While even government banks resort to “ever greening” to report lower non-performing loans, it is undertaken by select individuals and done on a much lower scale. In certain private sector banks, however, it appears to be systemic. The absence of the Central Vigilance Commission, a compliant board of directors and the existence of lucrative performance incentives in private sector banks (in the form of increments, bonuses and disproportionate stock options granted to senior management) encourage such practices.
RBI must regulate
The RBI also lends a helping hand in allowing banks to report higher profits. ICICI Bank in 4QFY2015 reported a net profit growth of 10 per cent to Rs 2,922 crores but a note to accounts stated that with the regulator’s permission the bank had reversed Rs 929 crores of interest income till FY2008 as a direct deduction from reserves (in a single quarter as against RBI allowing it over three quarters) instead of reducing the profit in 4QFY2015. If the RBI had not given this largesse, ICICI Bank’s 4QFY2015 net profits would have declined instead of the rise it reported.
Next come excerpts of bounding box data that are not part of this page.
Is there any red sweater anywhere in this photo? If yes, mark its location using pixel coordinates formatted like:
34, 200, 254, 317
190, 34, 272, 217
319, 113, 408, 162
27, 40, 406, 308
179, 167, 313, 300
The regulator apparently did not seem to mind that the bank had inflated its income, yield on credit, net interest margin (interest income less interest expenditure/average interest earnings assets) and profits till FY2008 and that it is disclosed to shareholders and the public after six long years.
Indian companies are confronted with major issues: a demand slowdown impacting sales, unfinished projects set up at inflated costs, lengthening working capital cycle squeezing cash flows, and rising debt. Corporate India banks with both government and private sector banks, and hence problems in the corporate sector should impact the entire banking sector, as corporate loans form a significant component of total bank loans. Yet it is only government banks which report high non-performing loans and lower net profits, while private sector banks report low bad loans and higher profits.
The media may be excused for their softness towards private banks; not only are the latter big advertisers, but some media houses have stakes in them while promoters of banks have also stakes in media houses. More puzzling is the regulator’s feather-touch approach which permits these banks to continue to do business as usual.